For purposes of this opinion, we have examined and relied upon (1) the Plan, (2) the Acquiring Fund’s registration statement on Form N-14 (including the joint proxy statement/prospectus forming a part thereof) (the “Registration Statement”), (3) the facts and representations contained in the letter dated on or about the date hereof addressed to us from the Acquiring Fund, (4) the facts and representations contained in the letter dated on or about the date hereof addressed to us from the Acquired Fund, and (5) such other documents and instruments as we have deemed necessary or appropriate for purposes of rendering this opinion.  This opinion is based on the assumption that the Reorganization will be consummated in accordance with the Plan, the Registration Statement and such other documents, certificates and records.  This opinion is based upon the Code, Treasury Regulations, judicial decisions, and administrative rulings and pronouncements of the Internal Revenue Service, all as in effect on the date hereof.
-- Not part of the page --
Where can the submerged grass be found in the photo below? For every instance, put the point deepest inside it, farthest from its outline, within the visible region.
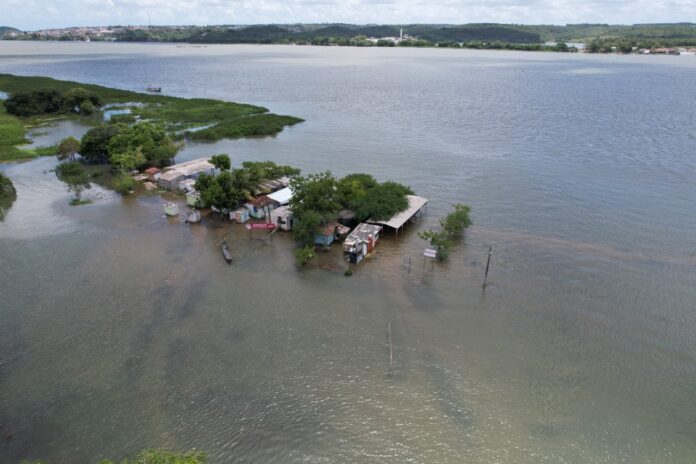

Based upon and subject to the foregoing, we are of the opinion that, for United States federal income tax purposes, the Reorganization will constitute a “reorganization” within the meaning of Section 368(a) of the Code.

This opinion is expressly only as of the date hereof.  Except as set forth above, we express no other opinion.

We hereby consent to the filing with the Securities and Exchange Commission of this letter as an exhibit to the Registration Statement and the reference to this letter and to us under the heading “Certain Material U.S. Federal Income Tax Considerations” in the Registration Statement. In giving such consent, we do not thereby admit that we are within the category of persons whose consent is required under Section 7 of the Securities Act of 1933, as amended.